Abstract

The continuous increase in volume, variety and velocity of Big Data exposes datacenter resource scaling to an energy utilization problem. Traditionally, datacenters employ x86-64 (big) server nodes with power usage of tens to hundreds of Watts. But lately, low-power (small) systems originally developed for mobile devices have seen significant improvements in performance. These improvements could lead to the adoption of such small systems in servers, as announced by major industry players. In this context, we systematically conduct a performance study of Big Data execution on small nodes in comparison with traditional big nodes, and present insights that would be useful for future development. We run Hadoop MapReduce, MySQL and in-memory Shark workloads on clusters of ARM big. LITTLE boards and Intel Xeon server systems. We evaluate execution time, energy usage and total cost of running the workloads on self-hosted ARM and Xeon nodes.
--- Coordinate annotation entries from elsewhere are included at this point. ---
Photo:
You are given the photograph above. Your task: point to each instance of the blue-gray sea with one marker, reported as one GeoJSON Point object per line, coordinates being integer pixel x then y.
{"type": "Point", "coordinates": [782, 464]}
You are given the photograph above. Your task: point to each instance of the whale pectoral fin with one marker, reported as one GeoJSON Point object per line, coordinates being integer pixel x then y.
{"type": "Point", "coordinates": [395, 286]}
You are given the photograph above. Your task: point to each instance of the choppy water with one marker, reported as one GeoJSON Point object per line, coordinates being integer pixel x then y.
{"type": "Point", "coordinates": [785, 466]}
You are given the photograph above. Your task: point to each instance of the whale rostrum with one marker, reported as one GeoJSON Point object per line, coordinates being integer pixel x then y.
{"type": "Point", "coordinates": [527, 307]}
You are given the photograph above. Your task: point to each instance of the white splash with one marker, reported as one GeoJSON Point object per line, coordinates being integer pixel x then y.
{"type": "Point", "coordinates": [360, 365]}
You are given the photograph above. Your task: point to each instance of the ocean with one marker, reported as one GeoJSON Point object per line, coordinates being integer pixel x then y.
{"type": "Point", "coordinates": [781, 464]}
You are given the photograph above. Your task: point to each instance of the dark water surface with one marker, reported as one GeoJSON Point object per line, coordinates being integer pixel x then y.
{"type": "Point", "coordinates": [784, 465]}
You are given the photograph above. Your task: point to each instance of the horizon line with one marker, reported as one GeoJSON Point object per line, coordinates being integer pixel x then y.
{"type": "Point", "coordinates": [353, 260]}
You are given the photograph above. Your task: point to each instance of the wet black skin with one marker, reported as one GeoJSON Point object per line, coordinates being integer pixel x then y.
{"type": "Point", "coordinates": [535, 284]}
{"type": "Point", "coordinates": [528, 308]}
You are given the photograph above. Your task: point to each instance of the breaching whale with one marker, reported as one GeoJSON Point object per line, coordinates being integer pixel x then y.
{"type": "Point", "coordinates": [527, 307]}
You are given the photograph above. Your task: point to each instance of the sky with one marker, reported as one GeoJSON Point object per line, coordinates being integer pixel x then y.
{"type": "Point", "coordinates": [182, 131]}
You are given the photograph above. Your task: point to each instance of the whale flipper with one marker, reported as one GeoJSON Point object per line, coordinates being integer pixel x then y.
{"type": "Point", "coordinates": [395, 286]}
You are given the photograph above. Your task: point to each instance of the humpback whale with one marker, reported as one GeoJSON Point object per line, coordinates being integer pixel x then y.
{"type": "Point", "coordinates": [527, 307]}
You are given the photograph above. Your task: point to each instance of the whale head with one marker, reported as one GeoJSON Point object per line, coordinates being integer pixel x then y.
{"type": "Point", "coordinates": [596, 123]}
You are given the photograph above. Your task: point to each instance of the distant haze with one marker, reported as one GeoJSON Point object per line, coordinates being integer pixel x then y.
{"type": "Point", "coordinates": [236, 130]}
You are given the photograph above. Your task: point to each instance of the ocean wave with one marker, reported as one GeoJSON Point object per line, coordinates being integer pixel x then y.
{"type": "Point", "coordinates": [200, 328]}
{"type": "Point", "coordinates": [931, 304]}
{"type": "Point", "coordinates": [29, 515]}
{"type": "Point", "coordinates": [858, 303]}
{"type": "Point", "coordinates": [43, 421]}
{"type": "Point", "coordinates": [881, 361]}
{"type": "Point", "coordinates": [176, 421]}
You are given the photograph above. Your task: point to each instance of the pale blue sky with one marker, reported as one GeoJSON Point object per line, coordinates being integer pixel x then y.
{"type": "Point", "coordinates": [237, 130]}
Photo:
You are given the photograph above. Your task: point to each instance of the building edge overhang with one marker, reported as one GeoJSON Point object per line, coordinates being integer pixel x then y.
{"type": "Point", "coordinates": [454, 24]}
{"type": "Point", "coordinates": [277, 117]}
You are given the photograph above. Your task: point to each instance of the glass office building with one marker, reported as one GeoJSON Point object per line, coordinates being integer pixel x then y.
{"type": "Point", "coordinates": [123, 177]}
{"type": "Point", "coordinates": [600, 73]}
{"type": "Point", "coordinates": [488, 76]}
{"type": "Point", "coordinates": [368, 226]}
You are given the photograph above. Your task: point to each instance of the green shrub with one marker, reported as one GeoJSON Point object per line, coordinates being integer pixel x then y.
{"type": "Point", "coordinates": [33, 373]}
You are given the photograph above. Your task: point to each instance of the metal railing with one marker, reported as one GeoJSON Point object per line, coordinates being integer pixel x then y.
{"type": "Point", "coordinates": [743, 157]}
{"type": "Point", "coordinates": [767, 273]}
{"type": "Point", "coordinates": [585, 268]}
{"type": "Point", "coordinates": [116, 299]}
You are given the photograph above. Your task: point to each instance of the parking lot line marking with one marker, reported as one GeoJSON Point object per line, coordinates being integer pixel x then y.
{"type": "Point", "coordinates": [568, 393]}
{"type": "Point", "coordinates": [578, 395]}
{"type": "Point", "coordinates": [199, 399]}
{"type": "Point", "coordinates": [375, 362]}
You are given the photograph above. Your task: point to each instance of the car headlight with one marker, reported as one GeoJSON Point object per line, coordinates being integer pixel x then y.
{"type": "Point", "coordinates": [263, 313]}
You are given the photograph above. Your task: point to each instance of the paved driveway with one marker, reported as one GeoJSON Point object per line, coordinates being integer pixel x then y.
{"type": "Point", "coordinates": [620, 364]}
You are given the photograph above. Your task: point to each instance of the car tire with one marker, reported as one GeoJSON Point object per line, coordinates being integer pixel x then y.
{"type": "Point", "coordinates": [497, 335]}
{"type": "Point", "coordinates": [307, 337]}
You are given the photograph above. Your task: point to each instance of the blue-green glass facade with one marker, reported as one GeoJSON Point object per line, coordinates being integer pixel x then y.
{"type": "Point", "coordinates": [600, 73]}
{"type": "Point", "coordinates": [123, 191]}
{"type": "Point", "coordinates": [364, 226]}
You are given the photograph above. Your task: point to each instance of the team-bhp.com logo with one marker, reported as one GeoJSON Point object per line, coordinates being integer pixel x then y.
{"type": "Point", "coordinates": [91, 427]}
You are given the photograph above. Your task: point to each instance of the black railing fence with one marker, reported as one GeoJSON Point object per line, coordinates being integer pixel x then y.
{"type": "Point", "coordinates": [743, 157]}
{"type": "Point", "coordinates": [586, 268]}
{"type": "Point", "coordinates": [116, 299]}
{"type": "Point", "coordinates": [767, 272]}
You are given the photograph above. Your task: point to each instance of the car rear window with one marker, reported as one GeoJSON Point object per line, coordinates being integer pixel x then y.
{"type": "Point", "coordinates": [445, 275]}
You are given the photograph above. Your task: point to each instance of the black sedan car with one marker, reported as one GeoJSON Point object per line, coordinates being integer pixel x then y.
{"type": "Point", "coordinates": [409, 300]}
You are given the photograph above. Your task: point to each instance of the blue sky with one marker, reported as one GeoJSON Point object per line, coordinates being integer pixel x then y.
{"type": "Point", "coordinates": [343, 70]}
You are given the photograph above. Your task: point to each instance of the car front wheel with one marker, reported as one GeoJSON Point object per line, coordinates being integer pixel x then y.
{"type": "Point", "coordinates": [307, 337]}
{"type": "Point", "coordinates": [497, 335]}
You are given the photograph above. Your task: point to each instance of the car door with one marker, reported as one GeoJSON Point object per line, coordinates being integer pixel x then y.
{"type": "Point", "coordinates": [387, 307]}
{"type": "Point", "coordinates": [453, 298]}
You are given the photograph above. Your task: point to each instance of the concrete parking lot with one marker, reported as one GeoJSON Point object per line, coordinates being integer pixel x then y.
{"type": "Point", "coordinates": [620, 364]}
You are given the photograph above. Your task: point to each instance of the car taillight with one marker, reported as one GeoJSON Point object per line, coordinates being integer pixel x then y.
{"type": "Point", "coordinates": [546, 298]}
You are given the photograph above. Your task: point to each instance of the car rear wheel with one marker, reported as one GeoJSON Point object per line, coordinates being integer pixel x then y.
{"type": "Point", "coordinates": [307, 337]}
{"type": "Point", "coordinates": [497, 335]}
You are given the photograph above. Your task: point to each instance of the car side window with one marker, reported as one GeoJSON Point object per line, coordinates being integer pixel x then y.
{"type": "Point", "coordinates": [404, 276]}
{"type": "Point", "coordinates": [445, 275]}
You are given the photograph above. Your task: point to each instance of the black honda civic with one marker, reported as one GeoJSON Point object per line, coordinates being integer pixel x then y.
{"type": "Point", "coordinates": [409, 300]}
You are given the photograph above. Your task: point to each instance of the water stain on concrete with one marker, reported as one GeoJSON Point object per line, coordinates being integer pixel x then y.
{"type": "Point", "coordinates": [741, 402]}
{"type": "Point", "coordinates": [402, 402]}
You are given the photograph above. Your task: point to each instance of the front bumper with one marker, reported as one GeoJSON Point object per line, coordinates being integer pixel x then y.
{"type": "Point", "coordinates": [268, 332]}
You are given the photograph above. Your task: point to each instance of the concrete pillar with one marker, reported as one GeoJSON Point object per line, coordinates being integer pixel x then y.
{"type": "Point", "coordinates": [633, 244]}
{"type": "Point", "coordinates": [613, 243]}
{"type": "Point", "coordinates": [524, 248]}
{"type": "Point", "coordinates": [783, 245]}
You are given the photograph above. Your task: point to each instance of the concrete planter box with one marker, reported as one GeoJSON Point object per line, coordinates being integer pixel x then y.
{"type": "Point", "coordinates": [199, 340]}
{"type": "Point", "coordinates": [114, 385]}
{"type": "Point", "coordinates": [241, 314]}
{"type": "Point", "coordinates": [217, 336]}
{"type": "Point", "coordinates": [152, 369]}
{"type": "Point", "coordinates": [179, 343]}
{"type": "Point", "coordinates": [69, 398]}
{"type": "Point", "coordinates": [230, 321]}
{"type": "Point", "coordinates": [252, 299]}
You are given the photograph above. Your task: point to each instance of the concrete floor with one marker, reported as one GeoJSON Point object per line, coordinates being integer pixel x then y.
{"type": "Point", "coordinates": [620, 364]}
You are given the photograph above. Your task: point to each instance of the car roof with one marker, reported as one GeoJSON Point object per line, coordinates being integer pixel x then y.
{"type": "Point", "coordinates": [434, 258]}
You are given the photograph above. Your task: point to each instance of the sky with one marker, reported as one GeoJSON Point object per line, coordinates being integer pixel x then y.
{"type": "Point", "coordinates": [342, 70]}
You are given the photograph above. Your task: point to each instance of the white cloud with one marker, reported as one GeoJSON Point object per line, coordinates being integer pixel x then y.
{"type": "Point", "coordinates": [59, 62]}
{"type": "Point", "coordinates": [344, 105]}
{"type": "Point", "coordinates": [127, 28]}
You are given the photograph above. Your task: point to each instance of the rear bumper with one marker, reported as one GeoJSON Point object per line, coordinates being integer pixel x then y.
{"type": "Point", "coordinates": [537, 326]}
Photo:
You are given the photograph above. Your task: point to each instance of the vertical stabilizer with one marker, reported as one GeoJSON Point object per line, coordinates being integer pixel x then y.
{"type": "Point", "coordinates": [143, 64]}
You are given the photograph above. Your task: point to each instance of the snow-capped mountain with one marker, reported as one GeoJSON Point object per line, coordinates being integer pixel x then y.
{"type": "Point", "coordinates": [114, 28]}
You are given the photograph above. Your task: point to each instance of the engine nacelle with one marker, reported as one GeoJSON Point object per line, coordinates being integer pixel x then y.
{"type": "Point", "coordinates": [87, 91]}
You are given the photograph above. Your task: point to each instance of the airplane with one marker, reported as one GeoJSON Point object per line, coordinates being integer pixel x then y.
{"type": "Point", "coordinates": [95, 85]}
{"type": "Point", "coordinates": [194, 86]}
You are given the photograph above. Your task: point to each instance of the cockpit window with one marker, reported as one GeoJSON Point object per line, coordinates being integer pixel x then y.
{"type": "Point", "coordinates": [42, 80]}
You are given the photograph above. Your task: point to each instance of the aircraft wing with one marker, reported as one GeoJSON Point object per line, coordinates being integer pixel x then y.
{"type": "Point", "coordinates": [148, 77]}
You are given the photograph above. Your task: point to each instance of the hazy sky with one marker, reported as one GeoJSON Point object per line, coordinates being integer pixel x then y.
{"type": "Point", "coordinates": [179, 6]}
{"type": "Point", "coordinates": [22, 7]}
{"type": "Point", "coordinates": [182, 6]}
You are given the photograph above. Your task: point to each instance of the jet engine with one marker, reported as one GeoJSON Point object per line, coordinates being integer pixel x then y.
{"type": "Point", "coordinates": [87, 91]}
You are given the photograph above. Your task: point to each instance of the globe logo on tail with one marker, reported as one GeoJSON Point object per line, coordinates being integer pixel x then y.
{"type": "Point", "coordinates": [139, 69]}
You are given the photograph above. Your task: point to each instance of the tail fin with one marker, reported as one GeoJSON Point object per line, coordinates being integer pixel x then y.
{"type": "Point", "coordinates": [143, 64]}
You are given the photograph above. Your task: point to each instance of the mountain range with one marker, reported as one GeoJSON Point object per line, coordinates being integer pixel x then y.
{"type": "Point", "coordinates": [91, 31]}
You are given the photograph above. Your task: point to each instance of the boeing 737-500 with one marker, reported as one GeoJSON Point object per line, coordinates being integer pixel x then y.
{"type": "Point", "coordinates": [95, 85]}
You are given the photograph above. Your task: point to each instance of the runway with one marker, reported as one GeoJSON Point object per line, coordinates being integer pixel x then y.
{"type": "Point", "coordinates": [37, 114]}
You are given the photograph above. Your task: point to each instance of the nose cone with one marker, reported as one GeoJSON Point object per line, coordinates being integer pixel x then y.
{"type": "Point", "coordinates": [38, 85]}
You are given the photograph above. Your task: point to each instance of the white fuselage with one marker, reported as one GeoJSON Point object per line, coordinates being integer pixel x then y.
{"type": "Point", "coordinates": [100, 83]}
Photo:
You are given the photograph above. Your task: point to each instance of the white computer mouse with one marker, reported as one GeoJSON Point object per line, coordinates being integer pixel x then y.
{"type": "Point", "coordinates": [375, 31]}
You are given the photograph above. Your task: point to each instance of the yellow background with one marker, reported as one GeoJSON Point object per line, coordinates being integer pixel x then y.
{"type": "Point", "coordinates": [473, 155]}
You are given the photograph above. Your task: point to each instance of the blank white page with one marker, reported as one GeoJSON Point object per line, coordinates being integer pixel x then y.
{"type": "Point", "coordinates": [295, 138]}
Our study shows that there is no one size fits all rule for judging the efficiency of executing Big Data workloads on small and big nodes. But small memory size, low memory and I/O bandwidths, and software immaturity concur in canceling the lower-power advantage of ARM servers. We show that I/O-intensive MapReduce workloads are more energy-efficient to run on Xeon nodes. In contrast, database query processing is always more energy-efficient on ARM servers, at the cost of slightly lower throughput. With minor software modifications, CPU-intensive MapReduce workloads are almost four times cheaper to execute on ARM servers.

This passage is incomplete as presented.